Remember when I wrote that we’d only ever seen Marbled White’s in England prior to our discovery at Whiteford? Lies all lies. Due to what I can only blame on old age it had completely slipped my mind that last year we’d stumbled across loads of the things literally just down the road. As we were on a long cycle ride the plan had been to return with the camera at a later date and do a proper explore but, well you know what happens to best laid plans. Still, there’s no time like the present for righting a wrong so a couple of weeks ago we returned and virtually from the get go couldn’t help but stumble over Marbled White’s such were their number. Of course that doesn’t mean they were necessarily playing ball when it came to photography but after an hour or so toiling in the heat I finally got the result I was after.
So where then is this place? Well if you’d been driving through Swansea in 1996 you very likely had it to blame for the closure of the M4 as that was the year the old colliery tip here caught fire. Left idle since the closure of Brynlliw it continued to burn for an astonishing three years until a legal case finally forced the Coal Authority to act. In the meantime residents were left to endure acrid fumes and thick layers of dust coating their properties. There’s a fascinating article on BBC news here from the time. Reading that it’s hard to believe we’re talking about the same place but it’s remarkable what a lot of landscaping and mother nature can achieve. Just look at it now.
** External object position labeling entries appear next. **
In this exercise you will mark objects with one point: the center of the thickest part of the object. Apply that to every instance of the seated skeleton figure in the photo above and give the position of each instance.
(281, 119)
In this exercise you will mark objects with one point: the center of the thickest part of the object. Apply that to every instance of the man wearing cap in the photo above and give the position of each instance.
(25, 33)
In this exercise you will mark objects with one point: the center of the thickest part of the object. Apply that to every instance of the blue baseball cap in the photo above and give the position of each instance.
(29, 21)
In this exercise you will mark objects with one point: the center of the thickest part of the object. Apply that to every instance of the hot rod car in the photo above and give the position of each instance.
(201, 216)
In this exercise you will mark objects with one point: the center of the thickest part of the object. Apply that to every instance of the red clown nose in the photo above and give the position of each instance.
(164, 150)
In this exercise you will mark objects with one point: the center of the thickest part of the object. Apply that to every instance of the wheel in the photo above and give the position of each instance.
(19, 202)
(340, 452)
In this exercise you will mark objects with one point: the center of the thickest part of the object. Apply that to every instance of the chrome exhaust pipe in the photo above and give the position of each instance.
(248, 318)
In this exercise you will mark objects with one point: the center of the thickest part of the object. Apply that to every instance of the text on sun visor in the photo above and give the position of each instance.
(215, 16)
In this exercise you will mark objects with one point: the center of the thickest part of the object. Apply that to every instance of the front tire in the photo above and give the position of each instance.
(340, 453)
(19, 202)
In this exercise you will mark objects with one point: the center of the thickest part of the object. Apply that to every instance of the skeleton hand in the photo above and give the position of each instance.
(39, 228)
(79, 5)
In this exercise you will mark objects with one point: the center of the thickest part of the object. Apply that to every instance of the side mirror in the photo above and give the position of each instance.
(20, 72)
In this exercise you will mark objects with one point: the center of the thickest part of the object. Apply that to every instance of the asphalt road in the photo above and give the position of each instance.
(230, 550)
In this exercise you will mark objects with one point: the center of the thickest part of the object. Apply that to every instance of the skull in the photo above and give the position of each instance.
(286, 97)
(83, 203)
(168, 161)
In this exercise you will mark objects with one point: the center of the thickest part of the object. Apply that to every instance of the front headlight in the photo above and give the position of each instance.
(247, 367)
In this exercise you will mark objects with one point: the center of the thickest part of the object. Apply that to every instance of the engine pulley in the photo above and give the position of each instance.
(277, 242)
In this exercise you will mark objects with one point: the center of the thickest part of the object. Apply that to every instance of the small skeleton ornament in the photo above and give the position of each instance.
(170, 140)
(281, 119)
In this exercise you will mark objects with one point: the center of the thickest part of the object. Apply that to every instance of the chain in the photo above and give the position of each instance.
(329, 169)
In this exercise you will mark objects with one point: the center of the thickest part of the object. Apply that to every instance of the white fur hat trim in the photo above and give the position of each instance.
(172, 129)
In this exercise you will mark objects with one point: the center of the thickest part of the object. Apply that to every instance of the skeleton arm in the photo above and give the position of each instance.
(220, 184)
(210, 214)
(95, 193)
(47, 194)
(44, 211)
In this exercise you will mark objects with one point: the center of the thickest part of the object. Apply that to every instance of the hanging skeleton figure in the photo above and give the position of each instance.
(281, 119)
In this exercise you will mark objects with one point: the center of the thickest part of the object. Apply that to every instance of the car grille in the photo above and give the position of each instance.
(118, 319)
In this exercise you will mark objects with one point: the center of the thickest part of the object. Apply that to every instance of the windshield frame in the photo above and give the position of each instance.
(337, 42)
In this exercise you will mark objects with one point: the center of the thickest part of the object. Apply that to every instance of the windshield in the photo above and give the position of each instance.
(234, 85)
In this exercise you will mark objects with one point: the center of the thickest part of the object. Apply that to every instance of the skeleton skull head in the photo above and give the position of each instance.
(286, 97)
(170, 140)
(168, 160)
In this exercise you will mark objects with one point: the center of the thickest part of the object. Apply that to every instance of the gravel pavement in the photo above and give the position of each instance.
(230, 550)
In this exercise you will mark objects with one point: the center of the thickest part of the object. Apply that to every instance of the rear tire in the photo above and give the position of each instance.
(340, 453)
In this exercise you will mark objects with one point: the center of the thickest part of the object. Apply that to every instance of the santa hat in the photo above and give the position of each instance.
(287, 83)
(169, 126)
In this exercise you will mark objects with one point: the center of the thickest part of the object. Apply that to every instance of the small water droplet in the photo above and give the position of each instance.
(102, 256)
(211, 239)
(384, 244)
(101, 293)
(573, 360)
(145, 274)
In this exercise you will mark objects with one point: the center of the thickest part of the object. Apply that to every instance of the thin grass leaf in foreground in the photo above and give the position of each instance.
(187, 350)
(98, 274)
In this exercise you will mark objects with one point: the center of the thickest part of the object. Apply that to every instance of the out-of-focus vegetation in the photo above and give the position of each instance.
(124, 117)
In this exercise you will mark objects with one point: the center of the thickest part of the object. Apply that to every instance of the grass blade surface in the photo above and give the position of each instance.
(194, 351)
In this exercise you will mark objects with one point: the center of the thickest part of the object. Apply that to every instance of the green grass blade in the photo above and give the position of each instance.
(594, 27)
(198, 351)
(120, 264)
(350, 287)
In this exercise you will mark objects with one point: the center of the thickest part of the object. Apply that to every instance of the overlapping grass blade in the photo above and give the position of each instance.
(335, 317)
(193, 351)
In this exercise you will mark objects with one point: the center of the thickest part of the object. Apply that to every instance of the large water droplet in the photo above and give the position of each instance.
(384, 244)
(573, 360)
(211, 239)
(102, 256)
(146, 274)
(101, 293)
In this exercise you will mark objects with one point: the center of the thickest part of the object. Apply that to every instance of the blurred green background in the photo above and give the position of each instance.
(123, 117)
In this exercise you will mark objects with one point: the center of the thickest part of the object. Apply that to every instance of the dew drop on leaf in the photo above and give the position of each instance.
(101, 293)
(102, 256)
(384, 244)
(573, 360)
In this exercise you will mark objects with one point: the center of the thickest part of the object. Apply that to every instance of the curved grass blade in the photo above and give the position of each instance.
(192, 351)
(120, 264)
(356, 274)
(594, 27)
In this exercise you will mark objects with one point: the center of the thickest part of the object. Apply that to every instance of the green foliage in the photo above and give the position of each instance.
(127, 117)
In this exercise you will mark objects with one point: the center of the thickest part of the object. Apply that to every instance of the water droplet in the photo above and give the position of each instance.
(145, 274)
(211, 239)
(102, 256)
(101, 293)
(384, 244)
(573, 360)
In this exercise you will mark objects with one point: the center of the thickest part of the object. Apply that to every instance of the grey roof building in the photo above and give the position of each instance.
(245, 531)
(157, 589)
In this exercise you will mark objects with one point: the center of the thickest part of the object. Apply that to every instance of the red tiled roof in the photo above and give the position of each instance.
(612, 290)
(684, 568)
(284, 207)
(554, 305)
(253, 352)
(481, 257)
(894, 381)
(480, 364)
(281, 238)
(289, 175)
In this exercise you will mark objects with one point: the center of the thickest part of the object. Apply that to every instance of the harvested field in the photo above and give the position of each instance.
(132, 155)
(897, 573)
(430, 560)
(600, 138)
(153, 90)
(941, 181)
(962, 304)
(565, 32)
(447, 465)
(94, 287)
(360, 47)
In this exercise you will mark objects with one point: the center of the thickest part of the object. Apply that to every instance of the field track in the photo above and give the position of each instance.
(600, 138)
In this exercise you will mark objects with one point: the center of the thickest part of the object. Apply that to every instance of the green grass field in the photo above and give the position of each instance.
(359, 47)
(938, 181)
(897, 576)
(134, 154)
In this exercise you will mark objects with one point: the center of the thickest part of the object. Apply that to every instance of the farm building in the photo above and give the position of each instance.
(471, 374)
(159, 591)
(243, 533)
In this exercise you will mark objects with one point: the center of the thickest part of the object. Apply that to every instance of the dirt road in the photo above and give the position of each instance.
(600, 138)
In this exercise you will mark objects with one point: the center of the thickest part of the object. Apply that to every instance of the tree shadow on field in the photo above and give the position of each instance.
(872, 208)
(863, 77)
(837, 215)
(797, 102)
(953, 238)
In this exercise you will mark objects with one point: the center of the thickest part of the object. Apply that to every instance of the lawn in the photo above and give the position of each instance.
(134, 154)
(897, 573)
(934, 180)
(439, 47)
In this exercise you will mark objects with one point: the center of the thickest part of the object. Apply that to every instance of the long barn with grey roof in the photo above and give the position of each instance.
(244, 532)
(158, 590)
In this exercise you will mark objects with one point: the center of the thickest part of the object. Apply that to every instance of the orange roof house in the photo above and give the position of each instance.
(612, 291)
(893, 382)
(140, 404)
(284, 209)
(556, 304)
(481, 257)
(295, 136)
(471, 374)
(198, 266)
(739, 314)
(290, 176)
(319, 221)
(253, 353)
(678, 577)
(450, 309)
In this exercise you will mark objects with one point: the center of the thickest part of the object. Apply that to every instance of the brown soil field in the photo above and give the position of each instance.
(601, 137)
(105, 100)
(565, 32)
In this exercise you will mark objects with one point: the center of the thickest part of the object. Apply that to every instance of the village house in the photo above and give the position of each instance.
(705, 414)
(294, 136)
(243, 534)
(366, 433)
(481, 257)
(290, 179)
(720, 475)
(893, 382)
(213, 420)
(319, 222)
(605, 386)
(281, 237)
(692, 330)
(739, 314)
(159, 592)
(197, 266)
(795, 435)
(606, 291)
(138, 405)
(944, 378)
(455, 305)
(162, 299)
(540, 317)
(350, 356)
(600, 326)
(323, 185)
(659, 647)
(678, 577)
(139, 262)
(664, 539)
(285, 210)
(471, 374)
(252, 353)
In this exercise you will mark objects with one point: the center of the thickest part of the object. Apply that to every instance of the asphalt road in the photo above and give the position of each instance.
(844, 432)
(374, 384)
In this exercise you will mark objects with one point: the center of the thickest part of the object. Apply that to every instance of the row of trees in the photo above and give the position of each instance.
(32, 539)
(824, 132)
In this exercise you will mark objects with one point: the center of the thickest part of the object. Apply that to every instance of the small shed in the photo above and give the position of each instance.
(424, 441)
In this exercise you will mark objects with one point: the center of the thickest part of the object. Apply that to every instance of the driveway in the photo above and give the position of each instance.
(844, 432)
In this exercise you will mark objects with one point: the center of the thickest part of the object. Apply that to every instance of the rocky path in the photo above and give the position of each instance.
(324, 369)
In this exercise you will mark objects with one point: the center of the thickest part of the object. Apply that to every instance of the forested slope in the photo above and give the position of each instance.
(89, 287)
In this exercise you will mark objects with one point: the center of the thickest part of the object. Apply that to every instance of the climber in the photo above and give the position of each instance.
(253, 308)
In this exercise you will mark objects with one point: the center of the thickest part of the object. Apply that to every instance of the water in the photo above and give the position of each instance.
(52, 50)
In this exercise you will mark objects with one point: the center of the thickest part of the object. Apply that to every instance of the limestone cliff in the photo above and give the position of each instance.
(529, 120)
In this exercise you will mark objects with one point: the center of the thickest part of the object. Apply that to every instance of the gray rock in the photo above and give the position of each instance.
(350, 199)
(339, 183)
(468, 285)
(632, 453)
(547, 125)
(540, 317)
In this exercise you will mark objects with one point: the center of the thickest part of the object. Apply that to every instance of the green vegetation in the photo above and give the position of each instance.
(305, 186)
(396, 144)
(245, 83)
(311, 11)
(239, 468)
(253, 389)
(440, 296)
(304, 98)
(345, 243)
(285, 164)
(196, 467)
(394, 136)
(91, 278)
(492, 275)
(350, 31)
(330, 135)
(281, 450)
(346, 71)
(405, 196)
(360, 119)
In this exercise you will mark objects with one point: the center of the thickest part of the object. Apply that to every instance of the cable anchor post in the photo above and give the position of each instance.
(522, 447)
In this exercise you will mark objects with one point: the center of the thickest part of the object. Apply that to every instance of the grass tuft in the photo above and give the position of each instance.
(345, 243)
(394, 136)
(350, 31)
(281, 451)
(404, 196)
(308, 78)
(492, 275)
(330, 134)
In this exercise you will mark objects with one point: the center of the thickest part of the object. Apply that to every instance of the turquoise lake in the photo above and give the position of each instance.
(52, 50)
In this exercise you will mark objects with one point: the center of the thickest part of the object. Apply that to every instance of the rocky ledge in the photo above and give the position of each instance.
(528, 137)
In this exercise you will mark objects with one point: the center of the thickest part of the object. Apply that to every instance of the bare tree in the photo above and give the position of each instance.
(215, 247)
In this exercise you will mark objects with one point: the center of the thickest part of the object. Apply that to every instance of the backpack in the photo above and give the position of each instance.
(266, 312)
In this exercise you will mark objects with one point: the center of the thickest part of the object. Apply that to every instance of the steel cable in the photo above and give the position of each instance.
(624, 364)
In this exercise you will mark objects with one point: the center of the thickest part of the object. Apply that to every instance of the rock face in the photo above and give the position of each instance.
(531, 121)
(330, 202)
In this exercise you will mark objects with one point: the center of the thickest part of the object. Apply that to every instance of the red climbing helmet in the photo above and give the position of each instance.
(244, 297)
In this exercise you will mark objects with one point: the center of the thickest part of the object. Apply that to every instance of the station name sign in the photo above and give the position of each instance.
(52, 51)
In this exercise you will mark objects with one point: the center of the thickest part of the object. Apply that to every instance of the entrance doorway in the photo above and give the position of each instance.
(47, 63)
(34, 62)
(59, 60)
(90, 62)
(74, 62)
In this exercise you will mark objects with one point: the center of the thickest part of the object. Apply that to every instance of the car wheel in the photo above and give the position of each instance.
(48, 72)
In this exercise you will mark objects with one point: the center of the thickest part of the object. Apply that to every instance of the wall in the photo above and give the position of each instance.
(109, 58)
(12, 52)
The lush meadows were alive with insect life with yet more Six-spot Burnet moths and umpteen other day flying species which I didn’t get chance to identify. Overhead we had both Red Kite and Buzzard at close range whilst the scrubby vegetation held a Garden Warbler, Chiffchaff and several Stonechats. We also caught sight of what we believe was a juvenile Green Woodpecker but it disappeared before we could get a better view. In such surroundings I decided that a challenge was in order and set ourselves the relatively ambitious target of seeing and photographing ten butterfly species before the heat forced us to retreat. How did we do? Judge for yourself.
For anyone numerically challenged I can confirm that there are only eight species there and of them the Common Blue barely counts given its sorry state. I’m amazed it could still fly. Even so not a bad haul but what did surprise me was a complete lack of Speckled Woods along the wooded boundaries. All that’s done however is encourage me to try again. Indeed having read up a little on some of the other butterfly species which can be found in our local area I’m beginning to think that 2018 may even see us going for a year list. Now there’s something I never thought I’d be saying!